A new strategy to reduce allelic bias in RNA-Seq readmapping

Abstract

Accurate estimation of expression levels from RNA-Seq data entails precise mapping of the sequence reads to a reference genome. Because the standard reference genome contains only one allele at any given locus, reads overlapping polymorphic loci that carry a non-reference allele are at least one mismatch away from the reference and, hence, are less likely to be mapped. This bias in read mapping leads to inaccurate estimates of allele-specific expression (ASE). To address this read-mapping bias, we propose the construction of an enhanced reference genome that includes the alternative alleles at known polymorphic loci. We show that mapping to this enhanced reference reduced the read-mapping biases, leading to more reliable estimates of ASE. Experiments on simulated data show that the proposed strategy reduced the number of loci with mapping bias by ≥ 63% when compared with a previous approach that relies on masking the polymorphic loci and by ≥ 18% when compared with the standard approach that uses an unaltered reference. When we applied our strategy to actual RNA-Seq data, we found that it mapped up to 15% more reads than the previous approaches and identified many seemingly incorrect inferences made by them.

Figure 1.

Schematic representation of the enhanced segments added for two SNPs, S1 and S2. The read length is indicated by r. (A) Enhanced segments added when the distance between two adjacent SNPs S1 and S2 is ≥r. No read can overlap both SNPs in this scenario. A single enhanced segment with the non-reference allele is added for each SNP. The enhanced segment extends r − 1 bases on either side of the SNP to ensure an exact match with any read carrying the non-reference allele. (B) Scenario when the distance between S1 and S2 is <r − 1. Because there can be reads that overlap both SNPs, we need to add three segments to cover all possible haplotypes formed by S1 and S2. It is also necessary that none of the added segments is identical to another enhanced segment (or the reference) in any window of length ≥r.

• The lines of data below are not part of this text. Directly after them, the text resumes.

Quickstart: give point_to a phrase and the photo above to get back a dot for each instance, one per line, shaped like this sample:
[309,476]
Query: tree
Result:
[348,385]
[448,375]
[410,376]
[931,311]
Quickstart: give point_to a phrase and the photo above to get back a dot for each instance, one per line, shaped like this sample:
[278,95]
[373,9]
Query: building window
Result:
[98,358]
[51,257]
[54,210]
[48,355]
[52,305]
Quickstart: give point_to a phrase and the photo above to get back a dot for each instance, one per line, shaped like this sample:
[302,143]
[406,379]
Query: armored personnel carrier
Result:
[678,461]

This ensures that the read uniquely maps to the reference or one of the enhanced segments. Multiple solutions satisfying these conditions are possible. The figure shows one such possible solution.

Figure 2.

Mapping results of simulated 35-bp reads for the three approaches. (A) The enhanced reference approach was able to map a much higher percentage of the input reads, especially for higher error rates. (B) Approximately 50% of the mapped reads carried the reference allele, both for the masked reference and the enhanced reference approaches.

Figure 3.

Histograms of the proportions of mapped reads for the different mapping approaches. (A) Mapping against the unaltered reference showed a clear bias toward the reference allele. (B) Mapping against the masked reference showed that there was no systematic bias, but a significant percentage of the loci were still biased. (C) Mapping against the enhanced reference eliminated the bias at the majority of the loci.

Figure 4.

Overlaps between loci reported to be allele specific in different methods. Venn diagrams show the overlaps between the number of loci that were positive for ASE at 1% FDR in (A) GM19238 and (B) GM19239. The masked reference approach missed many loci reported by the other two methods. Loci unique to the masked approach were the result of its inability to map reads with one of the alleles and, hence, were false positives. The enhanced reference approach identified many loci that were missed by the other two approaches.